I also replied to all the open review comments by Nick on PR#461 by pointing to the unsquashed branch. So after the fixups get validated, we can start working on top of the squashed branch which is cleaner.
If everyone likes the fixups and CI blesses the branches, then I think the next step is to disable/kill the current machine so that the branch can get merged and we can start working off master for good!
Let me know what else there is to do. Otherwise, we should make a squashed version of this branch for the final review and merge by Nick. I can do the squash no problem.
This branch is ready to be reviewed & merged. It does not actually enable any machines atm, but let's see if we can fit something in for 040 after we merge this.
Okay, I've been over pr 624. I think it's nearly ready; I just want to double-check a few things with you here. In many cases, just opening a followup ticket and attaching a link should be good enough, though we should talk about "necessary for 0.4.0" vs "can wait".
Okay, I've been over pr 624. I think it's nearly ready; I just want to double-check a few things with you here. In many cases, just opening a followup ticket and attaching a link should be good enough, though we should talk about "necessary for 0.4.0" vs "can wait".
Thanks for the review.
I went through all the new review comments and provided fixups to most of them.

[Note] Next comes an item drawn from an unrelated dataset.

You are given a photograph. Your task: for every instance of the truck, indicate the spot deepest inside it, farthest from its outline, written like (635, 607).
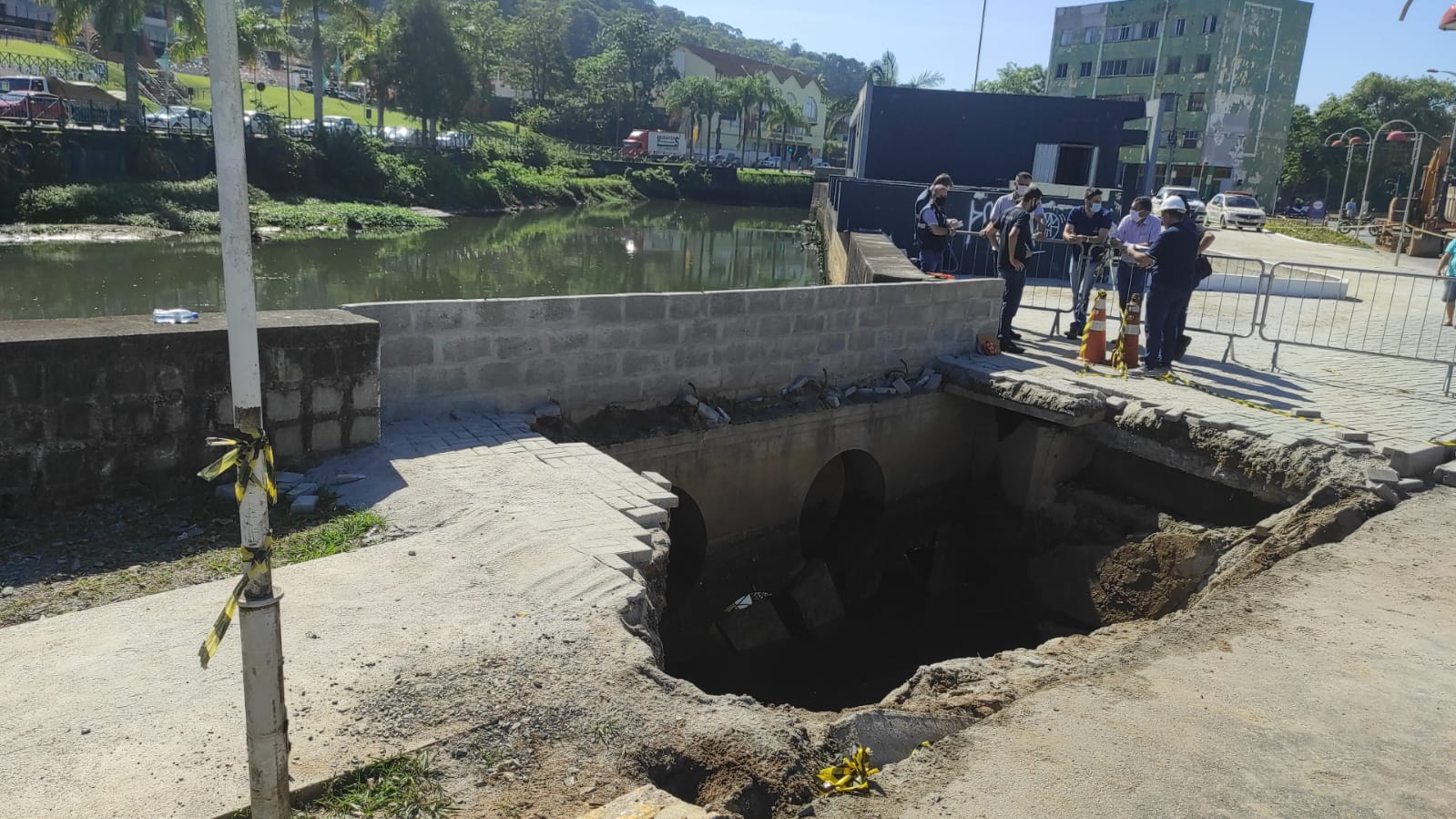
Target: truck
(644, 143)
(85, 104)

I pushed a few more commits to adaptive_padding-final that Riastradh authored to improve the prob distr codebase (it now does type checking on the distr macros) and fix a bug and some compilation issues.

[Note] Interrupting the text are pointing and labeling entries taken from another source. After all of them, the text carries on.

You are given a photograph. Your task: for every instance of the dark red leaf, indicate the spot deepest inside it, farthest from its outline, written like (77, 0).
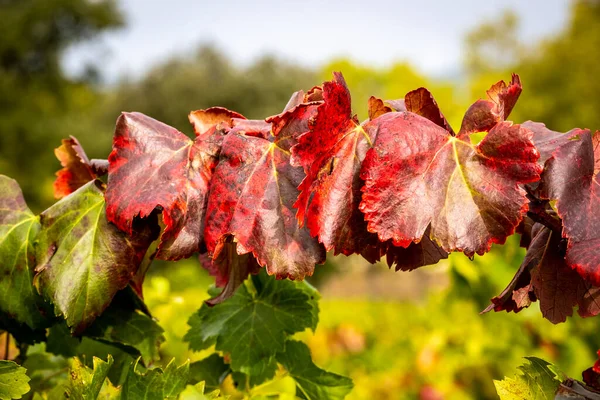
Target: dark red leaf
(252, 195)
(229, 268)
(418, 174)
(571, 178)
(544, 275)
(547, 141)
(421, 102)
(153, 165)
(77, 170)
(331, 154)
(426, 252)
(377, 108)
(484, 114)
(206, 122)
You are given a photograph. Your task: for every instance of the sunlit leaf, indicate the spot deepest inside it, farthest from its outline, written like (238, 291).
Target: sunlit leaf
(82, 259)
(312, 383)
(18, 231)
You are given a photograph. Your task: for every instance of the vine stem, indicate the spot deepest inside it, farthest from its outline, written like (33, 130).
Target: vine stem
(6, 346)
(540, 211)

I'm still unsure how to handle the monotime issue because I'm not sure what's acceptable in terms of timing accuracy and overhead. Mike has some questions on IRC for you Nick.
I've added a FAQ to compat_time.h, answering those questions as best I can with the info I have.
I think it's okay to leave the time stuff unchanged for now, iff it won't be called by default. Otherwise, I think we should define an abstract type to represent "whatever time we're using" so we can switch it easily if we have to.
Hrmm.. For monotime, I think my preference would be some kind of check that helps decide which of these time abstractions to use, for optimal accuracy and speed. I also think that its likely that the choices we make for client circuits will be different than for relays. I think clients can sacrifice more speed for accuracy, since their volumes of traffic will be lower.
As for the TODO, we should drop it and make sure it is captured in the tickets.
For monotime, I think my preference would be some kind of check that helps decide which of these time abstractions to use, for optimal accuracy and speed.
I think that might be possible, but it's not going to happen between now and the freeze on the 15th.
Does the current monotime usage happen in the critical path for default tor configurations with this patch? If no, I think we don't have to block on a new monotoime approach. If yes, maybe we can make it conditional on wtf-pad being enabled.
For monotime, I think my preference would be some kind of check that helps decide which of these time abstractions to use, for optimal accuracy and speed.
I think that might be possible, but it's not going to happen between now and the freeze on the 15th.
Does the current monotime usage happen in the critical path for default tor configurations with this patch? If no, I think we don't have to block on a new monotoime approach. If yes, maybe we can make it conditional on wtf-pad being enabled.
I think we are good here. Because there are currently no machines enabled for any tor configuration, there is no monotime usage happening because of circpadding at all. I verified that by adding log messages to monotime usage and making sure nothing happens from circuitpadding.